I'm shocked and wounded just as I would have been with a close relative or friend's sudden passing. I consider online friends the equivalent of the Pen Pal from twenty years ago. People we may never meet in person, never get to hug or buy a drink but they remain forever impressed on our minds in their words. A friend told me once that:
"As the relationship is more in the abstract, through the written word, it's easy for the imagination to fill in the blanks, so the person, even if you only communicated a few times, seems like the best fellow on the planet."
While I do tend to agree that we fill in the little holes left in a person's life we are also not to far off the mark as the written word can be so telling, so honest in it's simplicity. I would like to think that Calvin was quite sincere with me and everyone he knew here. For my part I hope that he knew I was just as sincere when we spoke. We had the same dreams and goals, the same bad bumps in our past, the same pets. We worked with one another in the content department and i got to know his creative and impressionistic side. Such a sweet feller too when you came right down to it, his faults and his virtues. He was like the mirrored me in a way even down to our sex being opposite!
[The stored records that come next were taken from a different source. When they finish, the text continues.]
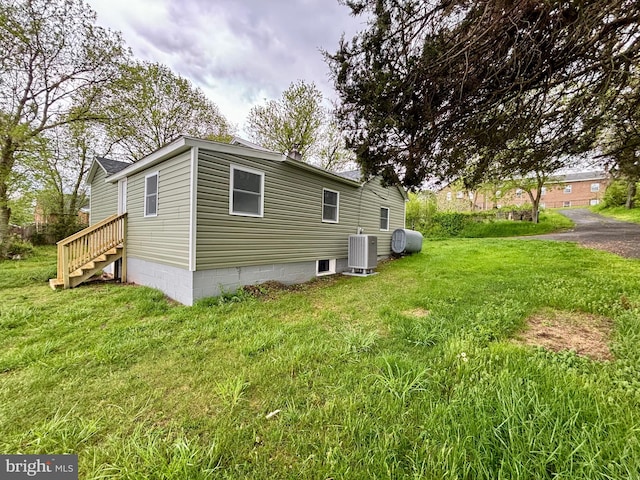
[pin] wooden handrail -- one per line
(88, 244)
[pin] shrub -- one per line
(18, 247)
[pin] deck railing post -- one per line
(123, 270)
(65, 265)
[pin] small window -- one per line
(326, 267)
(384, 219)
(151, 195)
(246, 195)
(330, 206)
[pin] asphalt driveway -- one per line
(595, 231)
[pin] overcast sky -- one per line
(240, 52)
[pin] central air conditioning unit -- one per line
(363, 254)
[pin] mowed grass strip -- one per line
(411, 373)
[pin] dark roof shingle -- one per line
(111, 166)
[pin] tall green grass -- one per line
(407, 374)
(459, 225)
(620, 213)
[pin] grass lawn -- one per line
(412, 373)
(621, 213)
(549, 221)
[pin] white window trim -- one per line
(332, 267)
(337, 220)
(157, 175)
(248, 170)
(388, 218)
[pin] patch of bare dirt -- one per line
(417, 313)
(584, 333)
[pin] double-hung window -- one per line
(246, 195)
(330, 206)
(384, 219)
(151, 195)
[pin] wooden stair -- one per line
(89, 269)
(87, 252)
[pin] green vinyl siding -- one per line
(291, 229)
(104, 198)
(163, 238)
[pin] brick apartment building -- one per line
(571, 190)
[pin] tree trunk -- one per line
(631, 194)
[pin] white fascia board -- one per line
(183, 144)
(319, 171)
(92, 170)
(193, 214)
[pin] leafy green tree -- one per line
(60, 171)
(329, 150)
(420, 209)
(429, 85)
(291, 122)
(54, 62)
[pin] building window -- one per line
(151, 195)
(330, 206)
(326, 267)
(246, 196)
(384, 219)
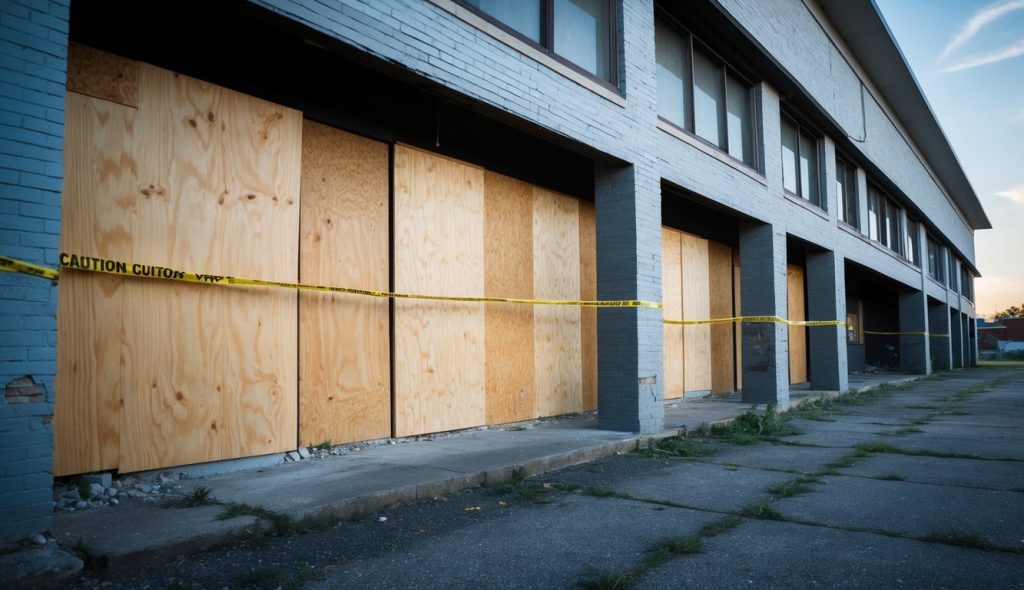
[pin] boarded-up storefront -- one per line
(166, 171)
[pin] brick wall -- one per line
(33, 65)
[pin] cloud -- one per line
(1016, 194)
(991, 57)
(987, 14)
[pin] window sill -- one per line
(511, 41)
(896, 255)
(806, 205)
(713, 152)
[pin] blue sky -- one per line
(969, 57)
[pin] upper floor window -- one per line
(697, 92)
(967, 283)
(846, 190)
(885, 220)
(912, 252)
(935, 264)
(800, 162)
(952, 271)
(581, 32)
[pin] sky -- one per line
(968, 56)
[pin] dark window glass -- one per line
(708, 99)
(800, 162)
(809, 168)
(912, 252)
(790, 148)
(521, 15)
(875, 204)
(699, 93)
(739, 121)
(580, 31)
(582, 35)
(673, 74)
(846, 188)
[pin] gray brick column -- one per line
(766, 346)
(938, 323)
(913, 318)
(956, 338)
(629, 266)
(826, 300)
(33, 54)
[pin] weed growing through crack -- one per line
(763, 511)
(673, 448)
(723, 524)
(960, 539)
(199, 497)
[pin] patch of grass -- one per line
(672, 448)
(518, 487)
(792, 488)
(606, 493)
(960, 539)
(907, 430)
(199, 497)
(262, 578)
(877, 447)
(606, 581)
(723, 524)
(763, 511)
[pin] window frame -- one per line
(844, 207)
(724, 70)
(802, 130)
(548, 39)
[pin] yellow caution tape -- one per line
(119, 267)
(757, 320)
(13, 265)
(934, 334)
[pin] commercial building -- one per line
(723, 158)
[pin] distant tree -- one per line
(1012, 311)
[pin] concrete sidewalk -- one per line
(376, 477)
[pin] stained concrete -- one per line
(764, 554)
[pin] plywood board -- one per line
(672, 300)
(102, 75)
(737, 328)
(722, 335)
(557, 331)
(588, 290)
(696, 305)
(344, 340)
(798, 334)
(98, 198)
(438, 249)
(509, 272)
(210, 373)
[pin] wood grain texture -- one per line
(509, 272)
(210, 374)
(344, 340)
(696, 305)
(102, 75)
(672, 299)
(97, 202)
(722, 335)
(588, 290)
(738, 330)
(439, 347)
(798, 334)
(557, 331)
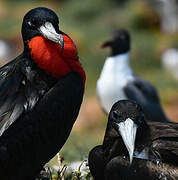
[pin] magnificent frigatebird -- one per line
(41, 92)
(135, 148)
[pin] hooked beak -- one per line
(48, 31)
(127, 130)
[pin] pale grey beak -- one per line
(128, 131)
(48, 31)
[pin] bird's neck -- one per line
(113, 144)
(119, 64)
(49, 57)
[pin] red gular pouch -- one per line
(49, 57)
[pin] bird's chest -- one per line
(49, 57)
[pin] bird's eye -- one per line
(116, 116)
(32, 23)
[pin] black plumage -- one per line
(37, 110)
(155, 147)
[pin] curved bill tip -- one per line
(128, 131)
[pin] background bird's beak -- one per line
(127, 130)
(48, 31)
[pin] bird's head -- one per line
(119, 42)
(42, 21)
(126, 117)
(51, 49)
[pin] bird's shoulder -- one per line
(164, 141)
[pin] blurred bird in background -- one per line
(41, 92)
(117, 80)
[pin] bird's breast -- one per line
(49, 57)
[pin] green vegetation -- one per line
(89, 23)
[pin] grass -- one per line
(90, 23)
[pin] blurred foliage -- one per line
(89, 23)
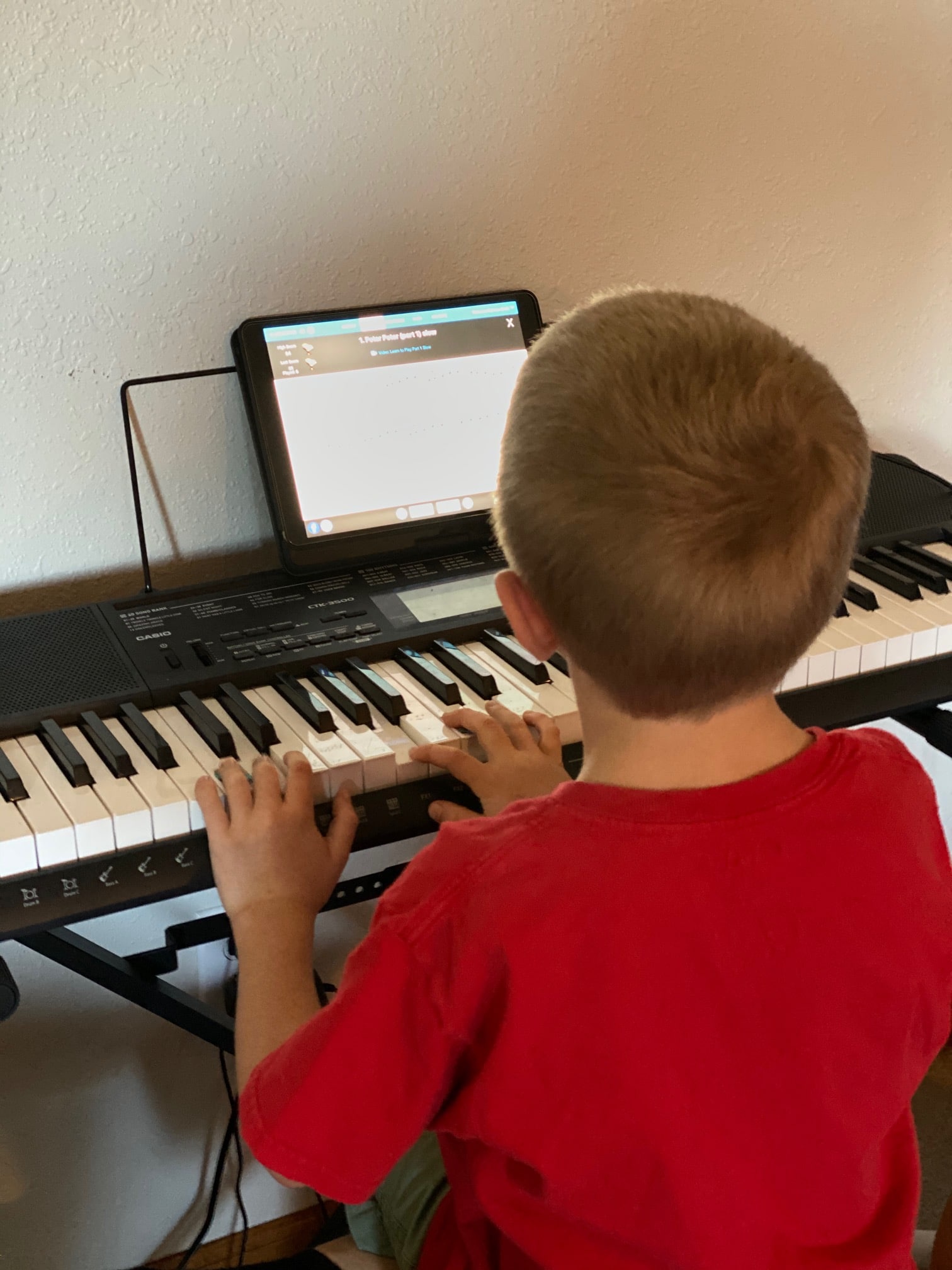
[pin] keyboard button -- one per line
(342, 695)
(208, 727)
(12, 786)
(305, 704)
(92, 823)
(111, 751)
(132, 822)
(67, 757)
(861, 596)
(256, 726)
(145, 737)
(516, 656)
(434, 680)
(167, 803)
(908, 568)
(51, 827)
(375, 689)
(887, 577)
(463, 668)
(926, 556)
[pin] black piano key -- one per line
(518, 657)
(342, 695)
(431, 676)
(376, 689)
(208, 727)
(887, 577)
(151, 742)
(907, 568)
(108, 747)
(463, 667)
(11, 781)
(256, 726)
(922, 556)
(303, 702)
(559, 662)
(67, 757)
(862, 597)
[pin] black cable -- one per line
(239, 1152)
(213, 1197)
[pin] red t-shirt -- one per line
(652, 1029)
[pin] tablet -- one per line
(378, 430)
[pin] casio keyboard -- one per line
(110, 712)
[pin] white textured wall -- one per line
(169, 169)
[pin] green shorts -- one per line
(395, 1220)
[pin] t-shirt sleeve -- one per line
(353, 1089)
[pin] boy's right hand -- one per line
(517, 765)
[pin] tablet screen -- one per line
(395, 417)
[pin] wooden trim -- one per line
(282, 1237)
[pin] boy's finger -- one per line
(550, 740)
(512, 724)
(298, 787)
(267, 782)
(236, 789)
(465, 767)
(216, 818)
(343, 826)
(446, 812)
(489, 732)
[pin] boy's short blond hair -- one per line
(681, 489)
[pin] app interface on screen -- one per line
(397, 417)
I have need to do something for him, but the online memorials that some of the other guys are proposing seem too paltry for me right now. Perhaps a day or two will see my mind changed on that.
I'm really thankful for your letter to me just now. It's a striking piece of serendipity. I did not expect a reply at all, but yours has been so grand to receive in return that I cannot thank you enough. I hope I shall never feel surprised and always obliged by such seemingly small acts of kindness that affect me in such a big way. Perhaps in your words I have found that small bit of virtu that made Calvin such a great guy. I shall keep this in remembrance of him and I hope as a groundwork for our own acquaintanceship.